This is an apology for a mistake I made. In a comment thread on Ophelia Benson’s blog about the effects of porn on unwanted violence in the bedroom, I gave as examples for my own points relating to that cases from my own personal sexual experience, which despite one content warning nevertheless got too detailed and explicit for Benson and many of her readers.

I became too defensive when attacked over that and I handled the whole matter poorly. I was too blinded by defensiveness in fact to adequately see things from other people’s perspective. Although some people appreciated what I wrote, and I value their perspective too, others who’s opinions I also respect did not, and that caused me to reexamine everything and (I hope) recognize where I went wrong and what to do about it.

I don’t want to distance myself from the people who thanked me, who included people who feel isolated from what men actually think or can think about sex and were glad to have access to it for a change, and people who deal with being attacked and demeaned and shamed for their fetishes and kinks and were thus understandably defensive about people seeming to attack and demean and shame me for the same.

But there are better ways to serve those needed ends.
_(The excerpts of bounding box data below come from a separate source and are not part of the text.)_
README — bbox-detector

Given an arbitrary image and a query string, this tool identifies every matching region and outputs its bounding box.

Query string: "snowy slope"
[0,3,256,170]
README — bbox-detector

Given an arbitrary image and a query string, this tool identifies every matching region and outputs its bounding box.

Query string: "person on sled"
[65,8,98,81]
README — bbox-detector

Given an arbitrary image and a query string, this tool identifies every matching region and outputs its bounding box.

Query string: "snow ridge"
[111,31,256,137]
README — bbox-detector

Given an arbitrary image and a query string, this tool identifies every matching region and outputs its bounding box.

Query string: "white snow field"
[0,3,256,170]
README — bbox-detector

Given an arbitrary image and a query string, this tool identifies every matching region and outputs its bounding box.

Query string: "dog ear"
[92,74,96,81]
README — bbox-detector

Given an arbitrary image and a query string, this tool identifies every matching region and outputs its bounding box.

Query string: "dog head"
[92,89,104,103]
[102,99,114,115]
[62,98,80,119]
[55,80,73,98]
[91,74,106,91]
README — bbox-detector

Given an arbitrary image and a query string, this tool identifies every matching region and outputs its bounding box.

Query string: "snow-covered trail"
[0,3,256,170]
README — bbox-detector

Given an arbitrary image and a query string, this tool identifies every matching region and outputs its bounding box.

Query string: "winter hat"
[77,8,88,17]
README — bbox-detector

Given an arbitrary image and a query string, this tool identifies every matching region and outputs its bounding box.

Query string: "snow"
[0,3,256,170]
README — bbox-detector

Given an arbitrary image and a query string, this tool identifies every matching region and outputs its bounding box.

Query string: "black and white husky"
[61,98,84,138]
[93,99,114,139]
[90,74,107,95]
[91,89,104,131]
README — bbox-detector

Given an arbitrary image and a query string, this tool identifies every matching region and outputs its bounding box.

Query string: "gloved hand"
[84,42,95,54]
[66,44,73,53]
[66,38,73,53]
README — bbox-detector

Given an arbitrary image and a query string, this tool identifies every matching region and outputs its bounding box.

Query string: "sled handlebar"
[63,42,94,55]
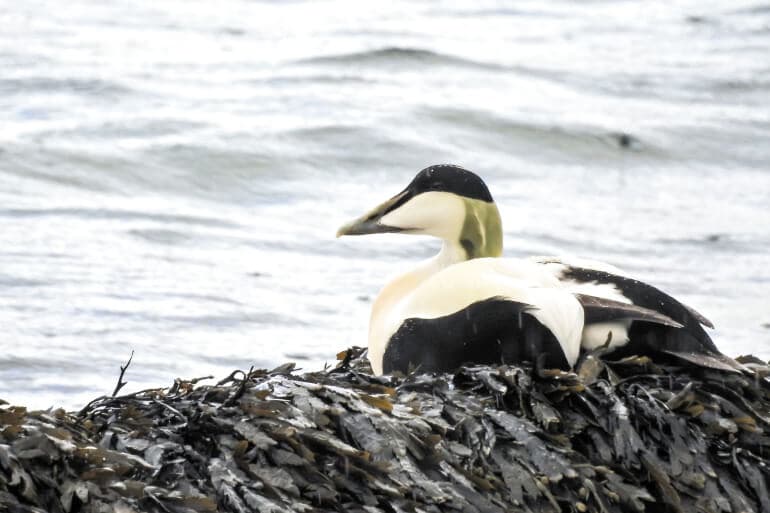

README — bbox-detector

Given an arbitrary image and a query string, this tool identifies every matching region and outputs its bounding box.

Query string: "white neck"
[369,236,468,375]
[436,240,468,266]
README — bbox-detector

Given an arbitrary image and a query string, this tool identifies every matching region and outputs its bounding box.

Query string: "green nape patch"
[0,348,770,513]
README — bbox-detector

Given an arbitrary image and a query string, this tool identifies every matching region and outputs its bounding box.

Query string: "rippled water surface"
[0,0,770,407]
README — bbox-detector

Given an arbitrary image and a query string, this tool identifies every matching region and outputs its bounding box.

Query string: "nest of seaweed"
[0,348,770,513]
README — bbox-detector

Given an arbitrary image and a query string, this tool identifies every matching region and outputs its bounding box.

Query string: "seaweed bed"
[0,348,770,512]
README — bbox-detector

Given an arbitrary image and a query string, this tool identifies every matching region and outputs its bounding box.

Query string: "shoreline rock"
[0,348,770,513]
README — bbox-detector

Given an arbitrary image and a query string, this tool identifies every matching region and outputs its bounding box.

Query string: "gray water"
[0,0,770,407]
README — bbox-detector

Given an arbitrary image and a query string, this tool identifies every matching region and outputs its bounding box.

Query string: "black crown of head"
[407,164,492,203]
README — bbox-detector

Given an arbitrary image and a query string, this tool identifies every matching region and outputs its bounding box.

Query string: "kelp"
[0,348,770,513]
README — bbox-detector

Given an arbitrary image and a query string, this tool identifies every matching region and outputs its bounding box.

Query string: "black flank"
[383,298,569,373]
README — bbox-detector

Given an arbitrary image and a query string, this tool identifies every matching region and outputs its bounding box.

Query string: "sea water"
[0,0,770,408]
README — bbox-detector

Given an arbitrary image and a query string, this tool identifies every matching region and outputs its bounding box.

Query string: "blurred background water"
[0,0,770,407]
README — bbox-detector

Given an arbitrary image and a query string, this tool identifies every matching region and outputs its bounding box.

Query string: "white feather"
[369,258,583,374]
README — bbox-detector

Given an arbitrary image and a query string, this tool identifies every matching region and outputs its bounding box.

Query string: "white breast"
[369,258,583,374]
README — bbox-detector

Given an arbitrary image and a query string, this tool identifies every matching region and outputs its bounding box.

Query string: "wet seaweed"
[0,348,770,513]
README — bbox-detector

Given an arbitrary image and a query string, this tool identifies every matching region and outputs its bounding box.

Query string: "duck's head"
[337,164,503,259]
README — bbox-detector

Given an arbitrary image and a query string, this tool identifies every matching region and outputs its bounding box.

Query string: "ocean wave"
[0,207,240,228]
[298,46,506,71]
[0,77,133,97]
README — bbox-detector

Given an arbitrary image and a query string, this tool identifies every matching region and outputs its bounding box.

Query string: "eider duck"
[337,164,740,375]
And I understand that now. I am always very frank and open about my sexlife. And I am often surrounded by people who are the same, and who appreciate that. So I too easily forget the world does not live in that bubble. And I didn’t realize the significance of that before now.

Explicit content is not universally wrong. It can even still serve the purposes I originally stated there and intended. And I may blog separately about that, in a better way. But content warnings are necessary for that even in your own space. And they aren’t sufficient in another’s space. You need to know it’s permitted there first, that it will be acceptable. And I now realize it’s your responsibility to check that beforehand. Because what results if you don’t can affect people badly in ways you don’t intend and wouldn’t want.

To all of those people who were harmed by my actions, I apologize. I did not want to cause harm, and regret having done so. This is another mistake in my life I shall endeavor to improve myself on and not make again. And I thank those whose remarks helped me to see that.

There are better ways to advocate for wider acceptance of sexuality and sexual diversity, and better ways to discuss the impact of porn on our lives too.